I set off as clueless and enthusiastic as a Labrador Retriever. First, second, third -- not flat-out but perhaps an optimistic 80 percent throttle. You don't want to look too slow, do you?
But whatever the entry speed into turn two was, it was about 40 percent more than what the pale grey surface would tolerate. Whoops. Spin.
Never make the same mistake twice, or you really look like a bozo.
So, next time, it's first, second and third again, then a pause, getting ready to downshift and turn in. Downshift? DOWNSHIFT! I pulled the paddle - repeatedly - but it did nothing. Remember, I didn't know that it wasn't connected. I blame the car. Yeah, the car! Lift-off inertia grabs the car's midriff where the mighty engine dwells, and this time we don't just spin once. We spin twice, loop-di-smoking-loop.
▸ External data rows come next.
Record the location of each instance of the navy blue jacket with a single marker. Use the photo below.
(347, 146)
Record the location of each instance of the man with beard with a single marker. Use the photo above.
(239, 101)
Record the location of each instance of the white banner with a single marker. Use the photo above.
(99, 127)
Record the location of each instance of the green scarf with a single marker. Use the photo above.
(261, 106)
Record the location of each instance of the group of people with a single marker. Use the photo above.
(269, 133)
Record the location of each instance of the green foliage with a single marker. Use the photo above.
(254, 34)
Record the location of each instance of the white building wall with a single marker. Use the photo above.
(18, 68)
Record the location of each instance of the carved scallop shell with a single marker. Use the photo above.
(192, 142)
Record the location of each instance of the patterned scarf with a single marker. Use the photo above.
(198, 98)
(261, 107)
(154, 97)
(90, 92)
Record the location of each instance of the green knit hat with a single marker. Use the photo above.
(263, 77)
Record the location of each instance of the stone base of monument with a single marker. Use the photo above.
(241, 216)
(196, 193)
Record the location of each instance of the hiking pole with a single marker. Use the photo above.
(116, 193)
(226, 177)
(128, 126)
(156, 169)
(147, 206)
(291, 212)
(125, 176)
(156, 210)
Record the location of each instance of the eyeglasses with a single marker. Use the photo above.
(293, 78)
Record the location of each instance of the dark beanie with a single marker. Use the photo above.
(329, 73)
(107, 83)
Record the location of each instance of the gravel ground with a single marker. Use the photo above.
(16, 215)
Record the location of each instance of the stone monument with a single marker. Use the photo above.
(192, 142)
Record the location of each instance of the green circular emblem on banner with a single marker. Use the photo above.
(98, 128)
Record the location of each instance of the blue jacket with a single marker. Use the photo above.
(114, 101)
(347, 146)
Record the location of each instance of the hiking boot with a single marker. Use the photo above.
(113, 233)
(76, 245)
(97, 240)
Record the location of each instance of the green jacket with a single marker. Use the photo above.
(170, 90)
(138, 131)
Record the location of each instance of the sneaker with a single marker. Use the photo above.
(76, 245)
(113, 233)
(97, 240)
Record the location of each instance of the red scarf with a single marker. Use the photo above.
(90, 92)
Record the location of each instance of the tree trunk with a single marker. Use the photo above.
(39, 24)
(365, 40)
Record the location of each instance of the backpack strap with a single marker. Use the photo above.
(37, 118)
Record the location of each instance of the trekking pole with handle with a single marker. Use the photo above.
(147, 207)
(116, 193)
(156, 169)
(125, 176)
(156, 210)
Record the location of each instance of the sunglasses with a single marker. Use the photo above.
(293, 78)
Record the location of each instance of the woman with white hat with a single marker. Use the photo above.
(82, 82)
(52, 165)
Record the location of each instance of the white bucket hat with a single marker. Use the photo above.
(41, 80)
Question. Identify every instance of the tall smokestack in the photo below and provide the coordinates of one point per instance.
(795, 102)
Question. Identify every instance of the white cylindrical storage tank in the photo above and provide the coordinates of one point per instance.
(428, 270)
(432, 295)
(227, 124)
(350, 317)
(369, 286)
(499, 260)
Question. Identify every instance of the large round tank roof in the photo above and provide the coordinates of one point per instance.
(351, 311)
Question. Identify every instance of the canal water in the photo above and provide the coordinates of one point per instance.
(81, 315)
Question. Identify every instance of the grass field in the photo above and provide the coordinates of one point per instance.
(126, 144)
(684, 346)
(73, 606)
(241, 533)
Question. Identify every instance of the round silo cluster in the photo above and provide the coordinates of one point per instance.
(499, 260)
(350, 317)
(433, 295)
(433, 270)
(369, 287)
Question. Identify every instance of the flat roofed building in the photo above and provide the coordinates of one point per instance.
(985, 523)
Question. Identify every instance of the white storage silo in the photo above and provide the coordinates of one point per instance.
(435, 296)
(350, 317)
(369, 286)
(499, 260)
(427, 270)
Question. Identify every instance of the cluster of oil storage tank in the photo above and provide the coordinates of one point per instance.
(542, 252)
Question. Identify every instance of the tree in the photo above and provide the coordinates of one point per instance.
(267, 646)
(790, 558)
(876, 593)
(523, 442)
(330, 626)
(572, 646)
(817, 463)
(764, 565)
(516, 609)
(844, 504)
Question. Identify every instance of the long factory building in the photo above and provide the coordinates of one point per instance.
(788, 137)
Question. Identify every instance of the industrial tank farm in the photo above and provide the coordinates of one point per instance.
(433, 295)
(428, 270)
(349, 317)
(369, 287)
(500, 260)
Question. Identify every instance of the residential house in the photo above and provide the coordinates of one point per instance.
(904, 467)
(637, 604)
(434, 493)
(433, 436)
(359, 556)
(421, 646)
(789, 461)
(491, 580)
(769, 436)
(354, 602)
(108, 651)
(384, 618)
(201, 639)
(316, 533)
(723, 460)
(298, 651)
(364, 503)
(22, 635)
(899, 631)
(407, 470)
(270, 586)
Face lobster red, I reach for the ignition key. Dead. Try again. Dead.Lights off, ventilation off, try again. Dead. The only items that are still running at full whack and full volume are the two giant fans that try to keep the W-12 from exploding or imploding or melting down for good.
From the distance, a green Volkswagen van approaches. Exeunt three, four, five VW specialists gloating with a mix of malicious delight and sheer disbelief.
Ten minutes later, both parties know the truth. Which is that the battery has been wired to feed only the fans, not the starter; ESP exists in the head of the senior electrician but not yet in the car; and Gross-Dlln is famous for its ice rink characteristics, not for grip and traction.